Oh God, she was still holding her journal. "Oh . . . yeah, uhm . . ." Could she stop babbling like an idiot? "but I’ve got a really good place to hide it now, Michael; you uhm, you don’t have to worry about . . ."
"It’s okay, Liz."
"I don’t . . ."
"It’s okay, Liz." He directed his most serious gaze at her. Maybe he was about to reveal his hidden alien death stare power, but he probably wouldn’t need to use it since Liz was going to die of embarrassment anyway. "Anything good about me in there since last time?" he suddenly laughed.
"Okay, Michael!" Liz said more sternly than she meant, but his teasing had instantly restored her composure.
"So I’m still not a major character?" he chuckled as he jabbed at his chest with his hand.
"Sssshhh," she whispered and then leaned over to gently shove his arm. "Didn’t you have some other reason for coming here?" she said, not quite laughing.
"Yeah, I wanted to talk to you about the job," he said, looking away out into the night but still grinning like the devil himself.
"At the cafe?"
"Yeah," he said, still looking straight ahead, the grin fading.
"Oh, yeah, well I did mention it to my Dad, and he said to have you come by some morning next week before school."
"Great."
Liz flashed on an image of Michael and Maria when she had spied them the night they first got together, the two of them sprawled across one of the Crashdown’s tables, his hand roaming under Maria’s shirt, one of Maria's bare legs thrown over his, her hips thrusting against his rough jeans, her hands tangled in his unkempt hair. "I hear that you’re a pretty good cook," Liz said, shoving the image from her mind.
"Yeah, well, with Hank it was all self service, you know?" The grin was gone.
"Right . . . well I don’t know if they’ll let you start out there . . . as a cook; I mean you might have to bus tables or something . . . you know, to start."
"Whatever, but you think he’ll hire me?" Michael said, turning back to Liz.
"Yeah, I think so . . . I mean we’ve been short-handed for a while, and Dad sounded pretty positive about it."
"Great," he said, leaning his shoulder against against the backrest of the lounge and looking up at the stars.
Even though Liz had no idea how to communicate comfortably with Michael, if such a thing was possible at all, she could see why Maria was so attracted to him.
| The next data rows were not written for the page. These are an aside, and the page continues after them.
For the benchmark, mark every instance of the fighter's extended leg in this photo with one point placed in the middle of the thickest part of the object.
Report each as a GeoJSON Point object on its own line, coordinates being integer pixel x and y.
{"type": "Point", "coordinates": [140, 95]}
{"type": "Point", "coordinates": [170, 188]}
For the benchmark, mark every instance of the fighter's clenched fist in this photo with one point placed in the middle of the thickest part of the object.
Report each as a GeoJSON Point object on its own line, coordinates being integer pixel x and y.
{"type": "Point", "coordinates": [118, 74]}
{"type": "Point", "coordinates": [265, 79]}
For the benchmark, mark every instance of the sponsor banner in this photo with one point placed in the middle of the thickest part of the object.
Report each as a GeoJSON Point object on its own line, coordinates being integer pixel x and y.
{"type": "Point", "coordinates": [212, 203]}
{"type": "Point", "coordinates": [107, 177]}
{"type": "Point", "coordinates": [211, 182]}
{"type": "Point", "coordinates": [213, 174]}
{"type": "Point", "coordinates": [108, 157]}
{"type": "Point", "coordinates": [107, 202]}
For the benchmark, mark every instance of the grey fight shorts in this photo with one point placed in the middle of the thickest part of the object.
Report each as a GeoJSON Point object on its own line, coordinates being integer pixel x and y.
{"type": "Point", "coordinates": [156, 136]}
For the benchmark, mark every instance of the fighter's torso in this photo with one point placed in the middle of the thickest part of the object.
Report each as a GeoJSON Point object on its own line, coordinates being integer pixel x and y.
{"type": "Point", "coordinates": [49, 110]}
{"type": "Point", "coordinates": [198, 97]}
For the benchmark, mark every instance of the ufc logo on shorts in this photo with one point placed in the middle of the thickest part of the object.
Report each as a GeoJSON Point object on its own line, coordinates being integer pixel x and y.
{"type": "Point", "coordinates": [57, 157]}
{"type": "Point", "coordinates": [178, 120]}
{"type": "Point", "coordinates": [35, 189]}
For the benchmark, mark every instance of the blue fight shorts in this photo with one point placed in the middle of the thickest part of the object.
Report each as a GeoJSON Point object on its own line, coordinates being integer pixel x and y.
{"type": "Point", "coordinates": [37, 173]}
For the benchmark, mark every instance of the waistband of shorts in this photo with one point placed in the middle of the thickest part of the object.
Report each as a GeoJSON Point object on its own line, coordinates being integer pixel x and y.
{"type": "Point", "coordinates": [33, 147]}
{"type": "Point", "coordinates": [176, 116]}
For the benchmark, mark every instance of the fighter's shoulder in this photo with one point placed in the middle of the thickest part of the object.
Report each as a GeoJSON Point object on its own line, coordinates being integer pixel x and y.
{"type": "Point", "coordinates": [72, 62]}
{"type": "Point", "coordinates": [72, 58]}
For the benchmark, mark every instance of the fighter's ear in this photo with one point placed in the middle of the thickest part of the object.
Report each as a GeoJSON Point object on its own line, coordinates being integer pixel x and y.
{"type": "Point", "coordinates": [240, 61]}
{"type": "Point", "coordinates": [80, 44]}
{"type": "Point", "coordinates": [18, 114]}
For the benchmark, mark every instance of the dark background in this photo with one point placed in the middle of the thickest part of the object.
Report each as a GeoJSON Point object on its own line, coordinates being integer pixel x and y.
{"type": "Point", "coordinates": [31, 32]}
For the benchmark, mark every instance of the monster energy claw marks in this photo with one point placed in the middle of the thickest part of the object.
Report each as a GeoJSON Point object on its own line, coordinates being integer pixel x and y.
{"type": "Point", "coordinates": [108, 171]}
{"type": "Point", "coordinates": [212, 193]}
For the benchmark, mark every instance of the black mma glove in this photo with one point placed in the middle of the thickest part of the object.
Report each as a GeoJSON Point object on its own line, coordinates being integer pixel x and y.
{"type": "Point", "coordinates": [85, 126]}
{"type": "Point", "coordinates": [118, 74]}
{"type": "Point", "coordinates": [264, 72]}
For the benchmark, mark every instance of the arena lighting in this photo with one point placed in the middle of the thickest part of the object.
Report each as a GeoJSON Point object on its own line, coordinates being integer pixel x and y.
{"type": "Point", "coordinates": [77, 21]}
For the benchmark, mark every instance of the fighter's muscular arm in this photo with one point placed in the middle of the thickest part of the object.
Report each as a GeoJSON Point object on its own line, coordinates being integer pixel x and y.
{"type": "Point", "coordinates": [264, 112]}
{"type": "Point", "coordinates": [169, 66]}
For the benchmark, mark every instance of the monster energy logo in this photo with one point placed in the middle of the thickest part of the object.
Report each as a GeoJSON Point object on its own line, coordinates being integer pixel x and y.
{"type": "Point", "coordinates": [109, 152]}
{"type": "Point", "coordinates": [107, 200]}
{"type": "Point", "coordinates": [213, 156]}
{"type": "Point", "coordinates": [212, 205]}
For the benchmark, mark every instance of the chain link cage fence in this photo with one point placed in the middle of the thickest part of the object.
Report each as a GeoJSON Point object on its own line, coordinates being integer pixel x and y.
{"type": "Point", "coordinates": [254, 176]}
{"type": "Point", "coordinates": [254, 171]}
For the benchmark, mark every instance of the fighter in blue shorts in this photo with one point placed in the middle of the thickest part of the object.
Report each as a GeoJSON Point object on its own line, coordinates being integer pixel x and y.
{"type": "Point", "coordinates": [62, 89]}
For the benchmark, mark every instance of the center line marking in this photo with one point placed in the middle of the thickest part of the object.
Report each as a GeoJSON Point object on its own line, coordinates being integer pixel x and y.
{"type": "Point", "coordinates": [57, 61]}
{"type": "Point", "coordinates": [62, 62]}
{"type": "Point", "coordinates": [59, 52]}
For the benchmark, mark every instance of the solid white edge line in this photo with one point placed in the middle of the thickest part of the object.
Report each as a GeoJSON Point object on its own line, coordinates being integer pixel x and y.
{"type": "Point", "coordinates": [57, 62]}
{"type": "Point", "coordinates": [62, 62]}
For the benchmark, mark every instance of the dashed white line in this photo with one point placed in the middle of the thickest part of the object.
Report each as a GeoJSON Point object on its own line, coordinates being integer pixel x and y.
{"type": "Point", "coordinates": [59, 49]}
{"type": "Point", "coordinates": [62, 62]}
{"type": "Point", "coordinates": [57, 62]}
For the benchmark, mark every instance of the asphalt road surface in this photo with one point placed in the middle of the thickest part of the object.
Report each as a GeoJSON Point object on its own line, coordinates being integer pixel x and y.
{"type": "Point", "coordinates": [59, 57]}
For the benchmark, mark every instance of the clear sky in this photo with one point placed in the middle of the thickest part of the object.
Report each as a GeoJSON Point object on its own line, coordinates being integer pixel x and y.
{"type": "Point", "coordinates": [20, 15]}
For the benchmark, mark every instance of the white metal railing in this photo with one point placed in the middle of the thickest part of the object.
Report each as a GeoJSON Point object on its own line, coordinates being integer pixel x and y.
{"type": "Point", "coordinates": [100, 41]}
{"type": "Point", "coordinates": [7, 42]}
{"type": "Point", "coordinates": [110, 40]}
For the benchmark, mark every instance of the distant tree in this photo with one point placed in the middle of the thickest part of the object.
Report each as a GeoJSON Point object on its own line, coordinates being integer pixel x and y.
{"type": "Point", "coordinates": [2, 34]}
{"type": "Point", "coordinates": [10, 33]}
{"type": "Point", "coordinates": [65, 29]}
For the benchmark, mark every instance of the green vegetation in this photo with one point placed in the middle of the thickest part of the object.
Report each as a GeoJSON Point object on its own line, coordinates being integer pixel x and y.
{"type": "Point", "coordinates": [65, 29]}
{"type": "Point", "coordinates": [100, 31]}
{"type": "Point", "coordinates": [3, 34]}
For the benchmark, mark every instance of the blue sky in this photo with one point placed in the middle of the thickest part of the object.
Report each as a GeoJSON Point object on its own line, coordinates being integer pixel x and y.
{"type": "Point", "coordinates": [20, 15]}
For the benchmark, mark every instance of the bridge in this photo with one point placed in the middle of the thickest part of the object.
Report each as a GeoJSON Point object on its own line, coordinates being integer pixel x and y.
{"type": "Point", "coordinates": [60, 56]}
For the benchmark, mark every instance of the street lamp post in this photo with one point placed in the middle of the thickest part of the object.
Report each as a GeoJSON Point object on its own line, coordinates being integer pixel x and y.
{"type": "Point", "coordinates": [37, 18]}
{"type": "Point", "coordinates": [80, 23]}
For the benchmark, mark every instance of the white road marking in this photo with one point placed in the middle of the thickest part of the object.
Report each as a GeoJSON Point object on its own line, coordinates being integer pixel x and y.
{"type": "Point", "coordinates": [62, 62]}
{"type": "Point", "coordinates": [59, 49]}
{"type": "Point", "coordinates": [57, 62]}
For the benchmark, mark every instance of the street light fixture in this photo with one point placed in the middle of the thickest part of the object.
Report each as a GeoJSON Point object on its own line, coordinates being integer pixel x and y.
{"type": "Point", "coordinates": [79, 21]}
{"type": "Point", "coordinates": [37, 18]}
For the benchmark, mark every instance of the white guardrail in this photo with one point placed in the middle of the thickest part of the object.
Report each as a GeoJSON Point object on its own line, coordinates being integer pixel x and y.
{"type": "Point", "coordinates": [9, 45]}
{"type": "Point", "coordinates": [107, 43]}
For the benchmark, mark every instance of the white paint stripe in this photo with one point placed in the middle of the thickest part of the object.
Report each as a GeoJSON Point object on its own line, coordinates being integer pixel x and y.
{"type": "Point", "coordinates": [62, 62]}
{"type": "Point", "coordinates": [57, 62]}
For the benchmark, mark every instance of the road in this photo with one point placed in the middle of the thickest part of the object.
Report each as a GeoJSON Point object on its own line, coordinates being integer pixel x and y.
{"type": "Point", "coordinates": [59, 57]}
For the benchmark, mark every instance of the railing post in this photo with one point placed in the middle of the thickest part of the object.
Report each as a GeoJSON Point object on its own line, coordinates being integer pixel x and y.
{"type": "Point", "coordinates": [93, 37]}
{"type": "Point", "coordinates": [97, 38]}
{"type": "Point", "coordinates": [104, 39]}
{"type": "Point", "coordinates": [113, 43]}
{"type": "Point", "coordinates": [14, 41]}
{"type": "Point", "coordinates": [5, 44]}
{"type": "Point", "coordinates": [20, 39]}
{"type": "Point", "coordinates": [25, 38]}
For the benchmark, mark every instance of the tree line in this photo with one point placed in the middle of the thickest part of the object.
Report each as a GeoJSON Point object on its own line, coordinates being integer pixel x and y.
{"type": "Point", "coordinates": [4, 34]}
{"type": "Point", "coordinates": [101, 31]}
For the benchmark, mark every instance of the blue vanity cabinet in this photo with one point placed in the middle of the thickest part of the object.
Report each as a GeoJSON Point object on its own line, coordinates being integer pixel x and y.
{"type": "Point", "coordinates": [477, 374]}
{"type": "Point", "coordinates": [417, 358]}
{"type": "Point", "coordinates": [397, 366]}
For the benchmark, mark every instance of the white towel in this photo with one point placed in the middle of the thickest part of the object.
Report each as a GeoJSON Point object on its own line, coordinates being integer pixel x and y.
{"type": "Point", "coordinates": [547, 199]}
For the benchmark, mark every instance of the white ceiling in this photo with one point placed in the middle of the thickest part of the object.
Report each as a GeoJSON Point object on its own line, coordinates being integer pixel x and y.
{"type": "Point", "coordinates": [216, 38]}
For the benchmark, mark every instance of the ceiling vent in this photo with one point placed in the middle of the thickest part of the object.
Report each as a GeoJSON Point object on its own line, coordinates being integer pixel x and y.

He really was a good-looking guy, so tall and powerful with those distinctive, bottomless "Czechoslovakian" eyes and that whole rebellious nature that Maria would be determined to tame and that whole wounded victim thing that she would be aching to heal. And Maria would be good for him . . . if they didn’t kill each other. Liz wondered what Max was doing right now, and as the cool night breeze teased her cheek she thought of waking in Max’s arms under the rising desert sun and watching him sleep.
"So, you spend a lot of time out here?" Michael said, breaking Liz’s reverie.
"Oh, yeah, I guess I do."
"It’s nice."
"Right," Liz replied, trying to think of something to say and slowly starting to wonder why Michael was still there or why he was there at all. It just wasn’t like him to be even this sociable, and except for the night he brought her journal back or the afternoon she warned him about Topolsky at the trailer park he’d probably never said more than 10 words to her in a day. "So how are you liking your new place?" she asked.
"It’s all right," he said, running all the words together again. He sat back up to look at her: "You talk to Max today?"
"Uhm, well yeah, a little while ago actually." Where was this going, she wondered.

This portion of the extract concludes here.